Sunday, January 15, 2006

SURELY THE ARRIVAL OF JIMMY SAVILLE IS A CAUSE FOR CONCERN?

We're still trying to come to an understanding of why Jimmy Saville has popped up on Celebrity Big Brother. Is he thanking Michael Barrymore for taking the heat off him as the most-rumoured-about light entertainment celeb in the UK by taking the CBB heat of Barrymore for a moment? Or was it just they wanted the - admittedly wonderful - look on Pete Burns face as Saville wandered about the house. Burns and Saville both have their roots in precisely the same vaudeville tradition, but like a chimp and a bison, it's hard to believe they've both evolved from the same point.

Germaine Greer, of course, has been making some cash for herself by condemning the whole series as horrid and bullying. Indeed, she's had quite a lucrative reprise of the arguments she made in The Times last year, where she condemned the producers Endemol as being akin to Orwell's Inner Party:

It would be pompous to suggest that the proliferation of ordeal television is actively promoting a bullying culture in Britain without a lot more work being done on the extent and nature of bullying in schools and workplaces. But it is now up to the British public to decide what should become of cruelty television, and to turn their thumbs down.
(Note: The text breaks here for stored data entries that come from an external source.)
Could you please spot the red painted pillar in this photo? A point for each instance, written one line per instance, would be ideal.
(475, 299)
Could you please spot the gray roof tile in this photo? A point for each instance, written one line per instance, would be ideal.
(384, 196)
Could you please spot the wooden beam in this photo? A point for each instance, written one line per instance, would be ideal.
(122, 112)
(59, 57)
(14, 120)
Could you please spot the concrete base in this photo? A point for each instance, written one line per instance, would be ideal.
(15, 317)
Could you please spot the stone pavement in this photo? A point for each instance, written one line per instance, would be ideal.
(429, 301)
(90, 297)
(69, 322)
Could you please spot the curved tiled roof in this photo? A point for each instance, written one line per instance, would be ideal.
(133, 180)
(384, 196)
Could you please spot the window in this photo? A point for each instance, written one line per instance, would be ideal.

What's curious, though, is Greer seemed to be quite happy to take the cash from the Endemol Inner Party to trot out an outrage-by-numbers performance on Big Brother's Big Mouth last night. Germaine, coudl you explain how signing up to add gravitas to the sideshows is meant to encourage people to shun the circus?

Meanwhile, George Galloway turned out to be really good at keeping his head in a cardboard box - a skill he could use when trying to avoid his constituents in the future.